Makonda è membro del partito al potere, Chama Cha Mapinduzi (CCM), e particolarmente vicino al Presidente John Magufuli, in carica dal 2015.
Sotto la presidenza di Magufuli, la Tanzania ha avviato una campagna di repressione contro le comunità LGBT, campagna, in cui Makonda ha avuto un ruolo particolarmente attivo. Lo stesso Presidente nel 2017, in una dichiarazione che aveva indignato la comunità internazionale, aveva affermato: “Persino le vacche deplorano l’omosessualità”.
In questi anni le autorità hanno sospeso il CHESA, un importante centro che lavorava per l’informazione e il sostegno alla salute, con l’accusa di promuovere campagne a favore dell’omosessualità. La polizia, inoltre, ha fatto irruzione durante alcuni seminari sulla salute e sui diritti umani per le minoranze sessuali e di genere, arrestando i partecipanti. Persone “sospettate” di essere gay sono state fermate arbitrariamente e sottoposte agli esami anali forzati, pratica più volte denunciata dalle Nazione Unite.
In Tanzania l’omosessualità è considerata un reato perseguibile con pene particolarmente severe.
La sezione 154 del Codice Penale del 1945 (integrato dalla “Legge sulle disposizioni speciali dei reati sessuali” del 1998) disciplina i reati sessuali “non naturali” definendoli come quell’atto commesso da «Qualsiasi persona che ha una conoscenza carnale con un’altra persona contro l’ordine della natura» prevedendo la reclusione «…a vita e in ogni caso per un periodo non inferiore a trent’anni».
Inoltre una persona è perseguibile anche in caso di “tentativo” di commettere reati “sessuali non naturali” con una pena non inferiore a vent’anni di reclusione (Sezione 155).

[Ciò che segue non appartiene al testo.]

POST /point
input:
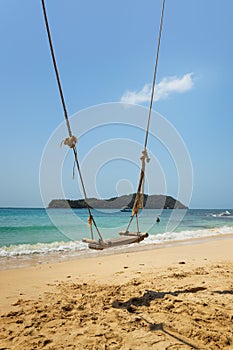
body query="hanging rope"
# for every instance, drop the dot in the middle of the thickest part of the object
(71, 140)
(139, 198)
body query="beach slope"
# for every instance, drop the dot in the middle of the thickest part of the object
(177, 297)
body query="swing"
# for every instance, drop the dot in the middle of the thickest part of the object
(126, 237)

Proprio con riferimento a questa legislazione particolarmente severa, nel 2018, il Parlamento europeo ha adottato una proposta di Risoluzione Comune che invita le autorità tanzaniane a modificare tutte le disposizioni restrittive e a sostituirle con una normativa in grado di che garantire la libertà di espressione, e il rispetto dei diritti umani.
Il Comitato delle Nazioni Unite per i diritti umani, inoltre, nell’interpretazione del Patto internazionale sui diritti civili e politici, ratificato anche dalla Tanzania, ha affermato che gli arresti basati sull’orientamento sessuale violano il diritto alla privacy. Una violazione dello stesso tipo è stata riscontrata anche con riferimento al Patto internazionale sui diritti economici, sociali e culturali, che tutela il diritto alla salute e vieta la discriminazione nell’accesso a tale diritto sulla base dell’orientamento sessuale.
Le pressioni della comunità internazionale, in cui si ascrive anche la decisione di Washigton, tuttavia possono solo riuscire nel tentativo di spingere il Paese verso una depenalizzazione dell’omosessualità formale. Che tali pressioni, siano in grado di svolgere un ruolo decisivo anche sul piano materiale nella garanzia del rispetto dei diritti, resta un’ipotesi abbastanza distante.